# Another CEL Thread: P24AE



## diesel (Jun 8, 2013)

LulzT1 said:


> Almost made it 6k miles trouble free since the last CEL. This would be like 7 or 8th issue since I bought the car new last year. Currently 24,8xx miles, should've ditched it but I love the car lol. I'll have to check my papers, but I think this is the second time I've had this one. Last time they replaced the DPF filter and the service writer called and said they were doing it again. Only found 1 thread related to this code with a sensor replacement. Only thing I noticed is my regen cycles have been between 85 to 450 miles, but that could be normal since I haven't been tracking them that long.
> 
> Anyone else have their DPF filter replaced? Is there a break in for it?

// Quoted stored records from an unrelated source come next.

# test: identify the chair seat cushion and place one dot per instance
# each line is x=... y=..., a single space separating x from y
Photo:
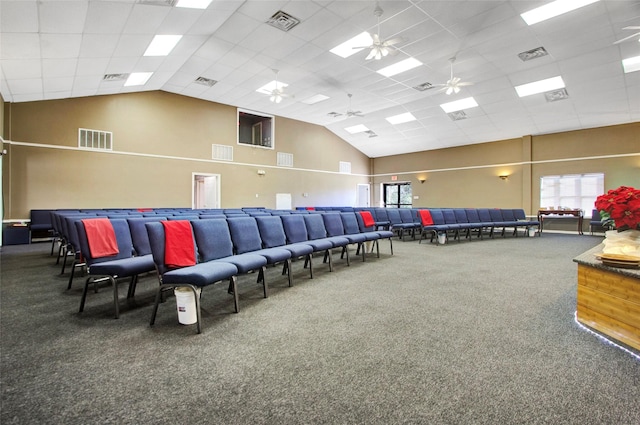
x=201 y=274
x=245 y=262
x=123 y=267
x=274 y=255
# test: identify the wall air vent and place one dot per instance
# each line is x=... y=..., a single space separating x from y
x=285 y=159
x=536 y=53
x=115 y=77
x=95 y=139
x=283 y=21
x=423 y=86
x=222 y=152
x=169 y=3
x=457 y=115
x=555 y=95
x=205 y=81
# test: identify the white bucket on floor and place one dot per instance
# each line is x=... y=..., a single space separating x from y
x=186 y=305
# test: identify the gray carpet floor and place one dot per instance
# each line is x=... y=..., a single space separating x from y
x=478 y=332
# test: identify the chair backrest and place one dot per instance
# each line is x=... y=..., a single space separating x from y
x=333 y=224
x=496 y=215
x=294 y=228
x=461 y=215
x=213 y=239
x=405 y=215
x=449 y=216
x=436 y=215
x=507 y=215
x=139 y=235
x=123 y=239
x=271 y=231
x=350 y=223
x=484 y=215
x=244 y=234
x=472 y=215
x=315 y=226
x=394 y=216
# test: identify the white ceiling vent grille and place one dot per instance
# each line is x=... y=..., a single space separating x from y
x=423 y=86
x=115 y=77
x=283 y=21
x=457 y=115
x=345 y=167
x=536 y=53
x=95 y=139
x=555 y=95
x=285 y=159
x=205 y=81
x=222 y=152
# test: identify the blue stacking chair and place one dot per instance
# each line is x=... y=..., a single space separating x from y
x=273 y=236
x=246 y=239
x=317 y=231
x=213 y=239
x=193 y=277
x=296 y=231
x=114 y=267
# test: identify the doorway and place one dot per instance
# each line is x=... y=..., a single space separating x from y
x=206 y=191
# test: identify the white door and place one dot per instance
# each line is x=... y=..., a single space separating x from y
x=206 y=191
x=362 y=196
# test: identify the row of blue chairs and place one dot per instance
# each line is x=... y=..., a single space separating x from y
x=244 y=242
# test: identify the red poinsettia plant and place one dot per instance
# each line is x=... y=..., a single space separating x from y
x=620 y=208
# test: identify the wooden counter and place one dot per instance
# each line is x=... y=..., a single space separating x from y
x=608 y=298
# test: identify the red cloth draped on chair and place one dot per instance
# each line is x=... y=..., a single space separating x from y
x=179 y=246
x=367 y=219
x=101 y=237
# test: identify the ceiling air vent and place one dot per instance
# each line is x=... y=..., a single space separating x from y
x=554 y=95
x=283 y=21
x=205 y=81
x=536 y=53
x=457 y=115
x=423 y=86
x=115 y=77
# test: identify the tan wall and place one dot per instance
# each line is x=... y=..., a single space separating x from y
x=467 y=176
x=55 y=174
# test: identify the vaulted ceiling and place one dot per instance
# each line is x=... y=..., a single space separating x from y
x=64 y=49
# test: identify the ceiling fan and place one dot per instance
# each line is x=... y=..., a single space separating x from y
x=453 y=85
x=349 y=113
x=379 y=47
x=277 y=94
x=631 y=36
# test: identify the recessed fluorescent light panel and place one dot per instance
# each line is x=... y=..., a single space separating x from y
x=162 y=45
x=360 y=128
x=315 y=99
x=399 y=67
x=553 y=9
x=193 y=4
x=138 y=79
x=631 y=64
x=401 y=118
x=541 y=86
x=459 y=105
x=271 y=86
x=353 y=45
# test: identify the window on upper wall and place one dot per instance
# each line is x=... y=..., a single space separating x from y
x=575 y=191
x=256 y=129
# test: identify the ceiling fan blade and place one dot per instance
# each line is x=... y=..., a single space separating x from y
x=627 y=38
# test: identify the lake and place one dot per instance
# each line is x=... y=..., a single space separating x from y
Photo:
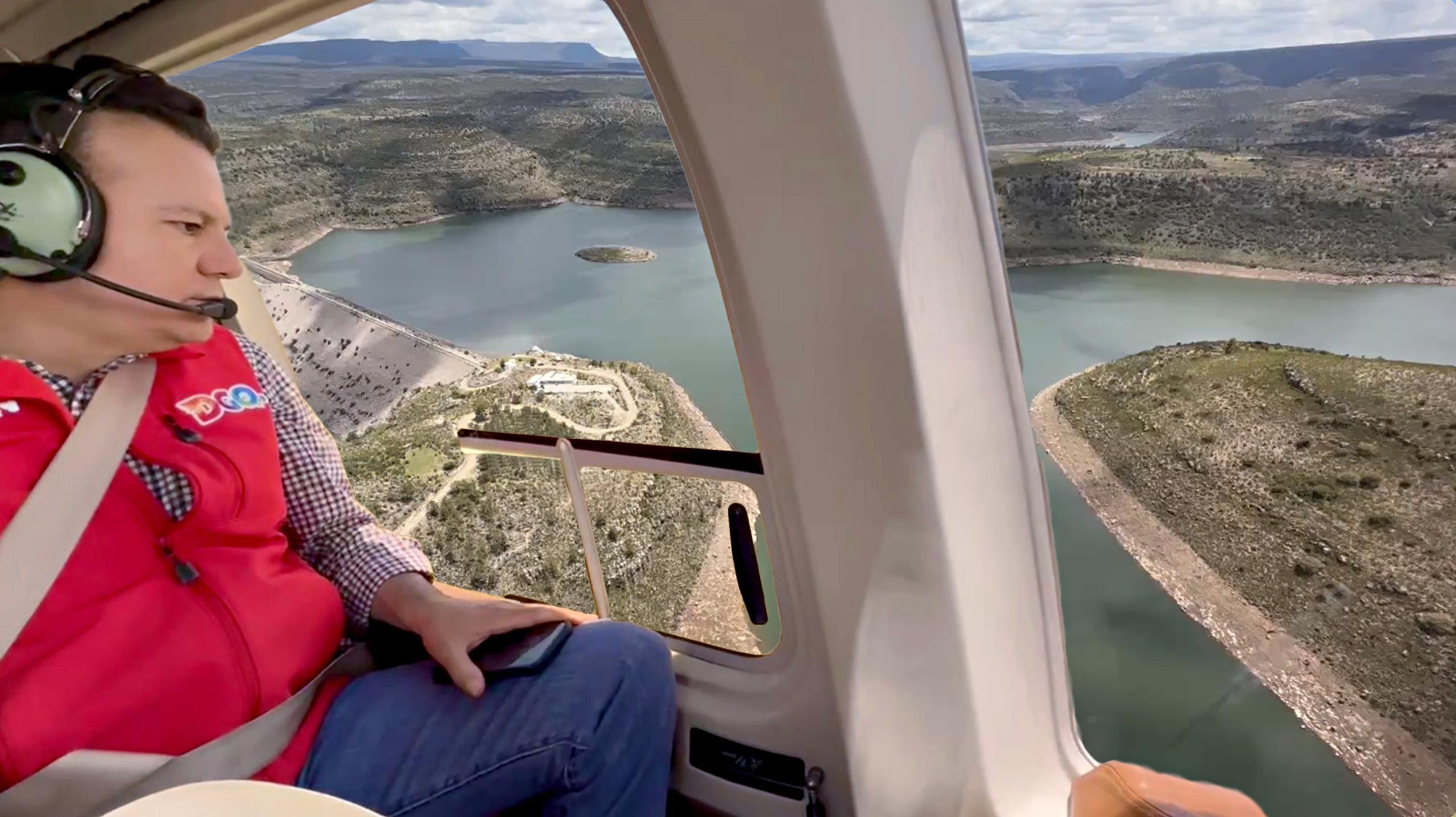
x=1151 y=685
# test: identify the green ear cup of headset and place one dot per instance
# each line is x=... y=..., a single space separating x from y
x=50 y=207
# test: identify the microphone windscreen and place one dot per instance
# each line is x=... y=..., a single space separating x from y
x=220 y=309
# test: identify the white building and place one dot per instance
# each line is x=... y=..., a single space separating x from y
x=547 y=381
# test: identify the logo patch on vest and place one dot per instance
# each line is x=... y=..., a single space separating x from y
x=213 y=407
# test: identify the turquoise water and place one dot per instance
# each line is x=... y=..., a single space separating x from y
x=1151 y=685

I am on my original DPF at 146K miles. Still working fine and getting 800-1000 miles per regen. I've had a couple "DPF Full" issues related to the 30 second window I posted elsewhere. Since I figured that out, I have been able to prevent it from happening. Not aware of any break-in for the DPF.


----------



## LulzT1 (Aug 24, 2015)

Got the car back today, particulate sensor was replaced, not the filter like I was originally told. Tech stated sensor would not respond on scantool due to internal failure/ open circuit. Interesting note, SG reported P24AE, but the invoice states P24B4.


----------



## diesel (Jun 8, 2013)

Thanks for the update. Sounds like you had a flaky sensor and likely you will be fine from here on out. That does happen.


----------